The present invention relates to a method and a device for temperature-dependent control of an electric motor, comprising an electric motor which derives electric energy from an energy source for outputting mechanical power, a control device for adjusting the power output of the electric motor and means for detecting the temperature of a component of the electric motor, wherein at a temperature of the component above a temperature threshold the control device reduces the power of the electric motor.
Such methods and devices as for example disclosed in DE 102 03 051 A1 or DE 10 2005 050 741 A1 are used in electric motors for protecting components against overheating. On one hand the electric motor can heat up in a hot environment (external heating) and on the other hand during the conversion of electric and mechanical energy (self-heating). So far the conventional approaches for avoiding heat-related damage provide for temporarily reducing the power of the electric motor (so-called derating). However, these approaches can only counteract the cause for the self-heating. Therefore such methods and devices are only used in temperature ranges, which the electric motor can only reach due to self-heating, wherein this temperature range is so high that it cannot be reached by external heating. The electric motors have to be constructed correspondingly robust with regard to heat damage. This applies particularly to the used magnets, which have to be provided with very expensive additives from the group of rare earths for protection against demagnetization resulting from high temperatures.

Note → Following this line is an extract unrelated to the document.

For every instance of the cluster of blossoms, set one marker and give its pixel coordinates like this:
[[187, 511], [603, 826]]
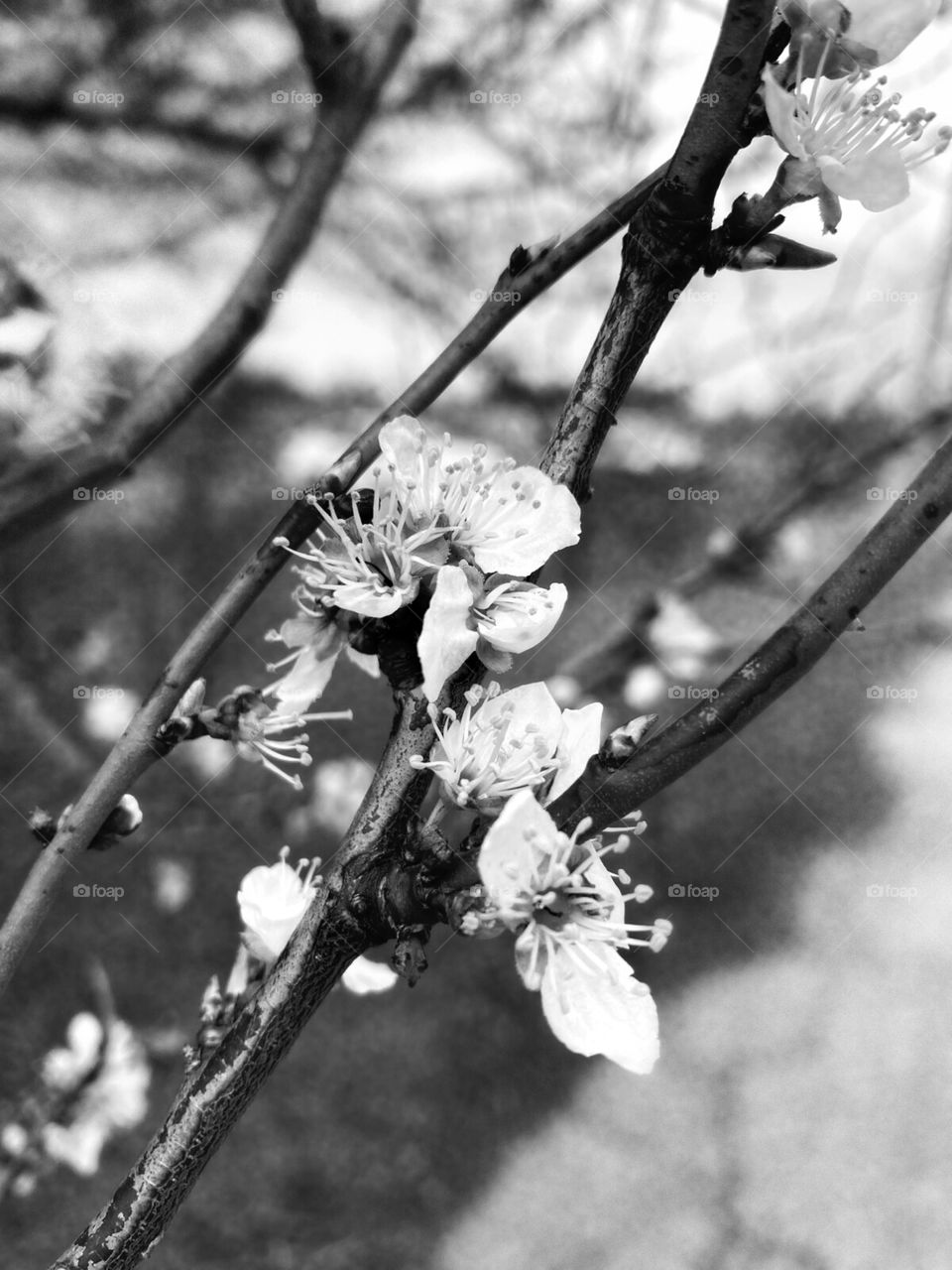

The category defining DE 10 2005 052 745 A1 discloses a system and method for estimating the motor temperature for protection against overuse of the motor, wherein an estimated temperature of the motor is determined based on the ambient temperature, a current supplied to the motor, a time during which the current is supplied to the motor and at least one thermal property. The estimated motor temperature is used for reducing a voltage supplied to the motor when the estimated motor temperature is greater than a safe operating temperature of the motor. The voltage is increased again when the estimated motor temperature returns to a degree that is not greater than the safe operating temperature of the motor. A disadvantage is that also in this case the power reduction is not adjusted to the actual cause of the increase of the motor temperature. As a consequence the power of the motor may be reduced unnecessarily in a hot environment in addition the components, in particular the magnets, still have to be constructed expensively to withstand high temperatures.